Factoring (Grouping Quadratic Equation)

Question

So I have a question that confuses me, hopefully, you guys could clear it up for me.

$$6x^2 + 7x + 1$$ Step 1: $$6x^2 + 6x + x + 1$$ Step 2: $$6x(x+1)+(x+1)$$ Now here comes my question, we have to factor it out so: $$(6x+1)+(x+1)$$ What mathematical property allows us to write $(6x+1$)?

I'm talking about the $1$ here.

I see that $6x(x+1)+(x+1)$ is the same as $6x(x+1)1<<(x+1)$ but this somehow puzzles me because I'm used to it being okay for multiplication since $1 * anything$ does not change anything. But later on we actually add them? As in $(6x+1 <<)(x+1)$

Maybe it's one too many for today but I'm really confused about this. Can someone see what I mean here?

Answer 1

When you factor out terms, you are using the distributive property, $ab+ac=a(b+c)$. In step $2$, $6x$ was factored from each of the first $2$ terms $(a=6x)$. When $6x$ was factored from $6x$, what was left was $1$. If you understand that part of it, for the final step, factor out $x+1$ from the $2$ remaining terms. Just as you got $1$ when factoring $6x$ from $6x$, you also get $1$ when factoring $x+1$ from $x+1$.

Answer 2

It goes like this

$$ 6x^2 + 6x + x + 1 = 6x(x+1) + 1(x+1) = (6x+1)(x+1) $$

Answer 3

Its the Distributive Property of Multiplication , a basic rule.

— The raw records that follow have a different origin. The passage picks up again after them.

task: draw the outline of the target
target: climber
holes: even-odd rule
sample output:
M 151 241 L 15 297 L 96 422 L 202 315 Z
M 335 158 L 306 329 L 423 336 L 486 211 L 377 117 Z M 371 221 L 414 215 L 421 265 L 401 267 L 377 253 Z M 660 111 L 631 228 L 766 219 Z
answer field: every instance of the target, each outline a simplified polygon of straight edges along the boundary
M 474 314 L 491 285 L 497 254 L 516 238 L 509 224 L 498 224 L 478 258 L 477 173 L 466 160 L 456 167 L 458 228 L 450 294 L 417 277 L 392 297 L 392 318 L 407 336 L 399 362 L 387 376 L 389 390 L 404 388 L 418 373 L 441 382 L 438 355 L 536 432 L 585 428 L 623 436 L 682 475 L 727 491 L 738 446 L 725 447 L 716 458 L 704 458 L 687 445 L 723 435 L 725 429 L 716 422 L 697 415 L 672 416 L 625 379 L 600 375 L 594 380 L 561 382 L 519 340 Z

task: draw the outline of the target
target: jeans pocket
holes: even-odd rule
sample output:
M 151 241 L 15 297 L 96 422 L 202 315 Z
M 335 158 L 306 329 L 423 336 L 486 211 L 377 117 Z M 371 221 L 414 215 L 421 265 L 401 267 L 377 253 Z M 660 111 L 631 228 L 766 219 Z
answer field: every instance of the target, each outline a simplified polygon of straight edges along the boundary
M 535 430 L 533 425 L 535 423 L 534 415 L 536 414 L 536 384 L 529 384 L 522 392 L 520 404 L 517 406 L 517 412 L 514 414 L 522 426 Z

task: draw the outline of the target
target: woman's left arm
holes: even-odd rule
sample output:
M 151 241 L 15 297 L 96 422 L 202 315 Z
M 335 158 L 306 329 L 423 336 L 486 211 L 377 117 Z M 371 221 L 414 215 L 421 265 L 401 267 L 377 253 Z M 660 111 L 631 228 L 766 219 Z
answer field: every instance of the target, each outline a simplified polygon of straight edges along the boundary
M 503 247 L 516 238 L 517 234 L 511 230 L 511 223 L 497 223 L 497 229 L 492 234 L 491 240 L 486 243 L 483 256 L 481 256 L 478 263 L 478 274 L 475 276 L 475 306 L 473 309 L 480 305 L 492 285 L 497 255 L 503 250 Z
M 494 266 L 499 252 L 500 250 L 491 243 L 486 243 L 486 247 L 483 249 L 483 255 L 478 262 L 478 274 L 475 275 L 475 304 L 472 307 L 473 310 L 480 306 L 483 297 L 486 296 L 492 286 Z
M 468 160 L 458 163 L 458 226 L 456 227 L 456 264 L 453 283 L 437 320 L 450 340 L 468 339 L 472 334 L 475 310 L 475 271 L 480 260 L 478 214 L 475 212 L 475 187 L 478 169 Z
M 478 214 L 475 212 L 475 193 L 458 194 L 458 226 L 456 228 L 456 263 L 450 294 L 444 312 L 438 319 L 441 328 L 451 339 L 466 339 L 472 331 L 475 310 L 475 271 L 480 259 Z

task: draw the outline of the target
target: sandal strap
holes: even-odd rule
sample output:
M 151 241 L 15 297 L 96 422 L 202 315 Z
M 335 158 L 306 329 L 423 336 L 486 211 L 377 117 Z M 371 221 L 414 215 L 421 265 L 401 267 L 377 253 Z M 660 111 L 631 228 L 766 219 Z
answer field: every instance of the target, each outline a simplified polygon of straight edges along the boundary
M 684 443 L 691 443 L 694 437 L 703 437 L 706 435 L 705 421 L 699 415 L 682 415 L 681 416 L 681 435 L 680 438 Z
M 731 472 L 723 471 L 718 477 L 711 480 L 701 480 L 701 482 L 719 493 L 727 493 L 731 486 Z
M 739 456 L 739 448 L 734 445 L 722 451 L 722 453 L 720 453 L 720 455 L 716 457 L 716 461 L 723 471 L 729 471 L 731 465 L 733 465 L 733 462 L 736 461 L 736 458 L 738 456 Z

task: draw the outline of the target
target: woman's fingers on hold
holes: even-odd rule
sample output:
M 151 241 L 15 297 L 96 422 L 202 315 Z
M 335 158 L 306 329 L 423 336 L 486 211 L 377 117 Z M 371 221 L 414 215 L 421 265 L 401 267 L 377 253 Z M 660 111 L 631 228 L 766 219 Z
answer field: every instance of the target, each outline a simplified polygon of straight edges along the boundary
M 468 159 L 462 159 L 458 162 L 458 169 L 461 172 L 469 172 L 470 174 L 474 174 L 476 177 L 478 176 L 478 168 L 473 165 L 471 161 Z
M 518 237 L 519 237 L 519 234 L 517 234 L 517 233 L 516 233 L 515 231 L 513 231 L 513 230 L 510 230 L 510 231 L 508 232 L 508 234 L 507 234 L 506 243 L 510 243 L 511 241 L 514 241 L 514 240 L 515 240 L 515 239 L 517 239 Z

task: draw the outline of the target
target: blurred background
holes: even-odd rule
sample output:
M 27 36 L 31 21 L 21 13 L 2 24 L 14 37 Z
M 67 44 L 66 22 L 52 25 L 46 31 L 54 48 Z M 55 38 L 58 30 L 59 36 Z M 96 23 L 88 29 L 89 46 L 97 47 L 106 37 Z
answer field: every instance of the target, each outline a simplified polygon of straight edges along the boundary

That is, $$ a(b+c) = ab +ac$$

In your question, your last (and confusing to you) step was,

$$(6x+1)(x+1)$$ and you wanted to know from where that $1$ came into play.

Okay, so you just multiply those two factors and see what comes,

$$(6x+1)\color{red}{(x+1)}=6x\color{red}{(x+1)}+1\color{red}{(x+1)}$$

So , you have distributed $(6x+1)$ over $(x+1)$ so what is its converse (or you can say,reverse)?

It is, $$6x\color{red}{(x+1)}+1\color{red}{(x+1)} = (6x+1)\color{red}{(x+1)}$$ Or we have just taken $(x+1)$ out as an common term.

Example: $$ 2\cdot \color{red}{5}+1\cdot \color{red}{5} = 5(2+1) $$